General Manager PHE ONWJ, Muzwir Wiratama pada awalnya menjelaskan pengembangan teknologi EVE Ejector dilatarbelakangi oleh kendala kinerja operasi gas di area Lapangan Bravo dan juga Lapangan Echo yang sudah ada berusia lebih banyak dari 40 tahun. Permasalahan utama yang tersebut dihadapi kedua lapangan ini adalah tingginya jumlah gas di tempat flow station atau sarana pemrosesan migas yang tersebut tidak ada dapat dimanfaatkan sebab tekanan rendah lalu tak stabil.
Akibatnya, akumulasi gas suar bakar pun meningkat. Pembakaran gas suar merupakan proses pelepasan gas alam yang digunakan tiada terpakai dari peralatan produksi minyak kemudian gas dengan cara dibakar untuk mengontrol tekanan, berlebih pada sistem produksi, untuk menegaskan keselamatan operasi migas.
“Rendahnya tekanan gas suar bakar ini sebelumnya tidak ada mampu dimanfaatkan. Namun, dengan EVE Ejector, tekanan gas suar bakar yang sebelumnya sangat rendah sanggup dinaikkan hingga ke batas minimal pemrosesan,” ujar beliau di keterangan resmi, Kamis (2/1/2025).

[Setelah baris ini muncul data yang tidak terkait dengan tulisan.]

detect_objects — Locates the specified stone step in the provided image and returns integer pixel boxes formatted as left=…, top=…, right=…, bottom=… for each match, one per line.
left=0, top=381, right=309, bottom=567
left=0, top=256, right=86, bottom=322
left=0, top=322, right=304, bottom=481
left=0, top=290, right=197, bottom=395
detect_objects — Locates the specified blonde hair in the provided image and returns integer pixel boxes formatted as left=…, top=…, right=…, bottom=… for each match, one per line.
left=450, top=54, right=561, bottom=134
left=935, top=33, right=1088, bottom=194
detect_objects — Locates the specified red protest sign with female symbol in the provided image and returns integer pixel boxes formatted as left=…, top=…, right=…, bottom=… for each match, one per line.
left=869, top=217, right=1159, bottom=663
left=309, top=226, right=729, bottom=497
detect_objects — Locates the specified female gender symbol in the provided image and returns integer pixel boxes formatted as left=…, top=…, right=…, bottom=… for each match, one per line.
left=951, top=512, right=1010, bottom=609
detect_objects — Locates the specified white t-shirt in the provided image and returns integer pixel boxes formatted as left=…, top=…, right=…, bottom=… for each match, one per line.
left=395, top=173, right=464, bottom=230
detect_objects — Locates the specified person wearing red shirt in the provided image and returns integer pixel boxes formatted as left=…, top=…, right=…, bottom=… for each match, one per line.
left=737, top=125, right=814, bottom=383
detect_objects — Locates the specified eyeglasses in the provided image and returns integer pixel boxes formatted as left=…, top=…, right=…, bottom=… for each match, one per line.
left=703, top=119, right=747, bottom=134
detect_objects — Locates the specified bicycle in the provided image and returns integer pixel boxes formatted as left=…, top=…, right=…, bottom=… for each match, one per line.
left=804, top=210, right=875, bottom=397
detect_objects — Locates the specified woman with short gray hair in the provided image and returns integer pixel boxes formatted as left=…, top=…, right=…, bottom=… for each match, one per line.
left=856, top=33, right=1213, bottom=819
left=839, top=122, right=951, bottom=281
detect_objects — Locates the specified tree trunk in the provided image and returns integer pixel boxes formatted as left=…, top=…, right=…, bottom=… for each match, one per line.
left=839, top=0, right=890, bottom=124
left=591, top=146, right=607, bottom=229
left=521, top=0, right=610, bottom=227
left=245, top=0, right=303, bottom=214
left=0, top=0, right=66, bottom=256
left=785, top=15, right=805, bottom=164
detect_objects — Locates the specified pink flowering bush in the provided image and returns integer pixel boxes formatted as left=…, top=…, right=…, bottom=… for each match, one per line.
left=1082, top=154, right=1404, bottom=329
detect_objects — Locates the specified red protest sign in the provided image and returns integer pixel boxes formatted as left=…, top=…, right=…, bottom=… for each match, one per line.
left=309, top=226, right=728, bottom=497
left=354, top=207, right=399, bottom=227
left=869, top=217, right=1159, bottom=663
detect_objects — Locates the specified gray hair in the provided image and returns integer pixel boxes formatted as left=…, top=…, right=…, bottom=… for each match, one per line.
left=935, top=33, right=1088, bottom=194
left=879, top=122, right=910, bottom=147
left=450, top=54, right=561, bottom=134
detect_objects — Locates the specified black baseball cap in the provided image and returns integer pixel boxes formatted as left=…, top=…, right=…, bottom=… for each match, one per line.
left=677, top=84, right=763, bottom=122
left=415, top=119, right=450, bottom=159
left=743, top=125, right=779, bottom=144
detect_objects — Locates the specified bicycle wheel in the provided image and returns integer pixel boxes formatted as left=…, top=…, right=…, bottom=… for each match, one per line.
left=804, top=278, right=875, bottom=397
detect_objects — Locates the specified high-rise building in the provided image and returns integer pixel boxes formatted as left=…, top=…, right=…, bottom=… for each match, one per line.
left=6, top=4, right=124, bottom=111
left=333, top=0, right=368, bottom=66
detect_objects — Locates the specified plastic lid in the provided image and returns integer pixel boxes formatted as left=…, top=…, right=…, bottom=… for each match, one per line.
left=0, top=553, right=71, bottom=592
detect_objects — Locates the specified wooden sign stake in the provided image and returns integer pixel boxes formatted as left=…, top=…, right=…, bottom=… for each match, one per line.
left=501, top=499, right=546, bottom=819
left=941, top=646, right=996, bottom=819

Berbeda dengan ejektor lainnya, yang dimaksud berfungsi mengkonversi energi tekanan menjadi energi kinetik, EVE Ejector yang dimaksud digunakan PHE ONWJ berfungsi menghisap gas dengan tekanan rendah yang tersebut kemudian dimanfaatkan.
Hasilnya perubahan yang dimaksud tak sekadar mampu meningkatkan stabilitas tekanan pipa bawah laut, tetapi juga mampu menekan emisi dan juga memberikan nilai tambah signifikan bagi kinerja operasi perusahaan.
“Dampaknya, gas yang tersebut sebelumnya cuma dibakar, dapat dimanfaatkan kembali baik untuk komersial ke bidang seperti pupuk, atau dialirkan ke sumur minyak sebagai pendorong hidrokarbon,” kata Muzwir.
Dia menjelaskan penyelenggaraan teknologi EVE Ejector ini pertama kali diimplementasikan pada 1 Juli 2023 lalu. Dalam kurun waktu satu tahun penggunaan, perusahaan mencatat adanya dampak yang digunakan signifikan khususnya dari sisi produksi.
“PHE ONWJ mampu mengoptimalkan 6,6 jt standar kubik gas (MMSCF) menggunakan EVE Ejector,” jelasnya.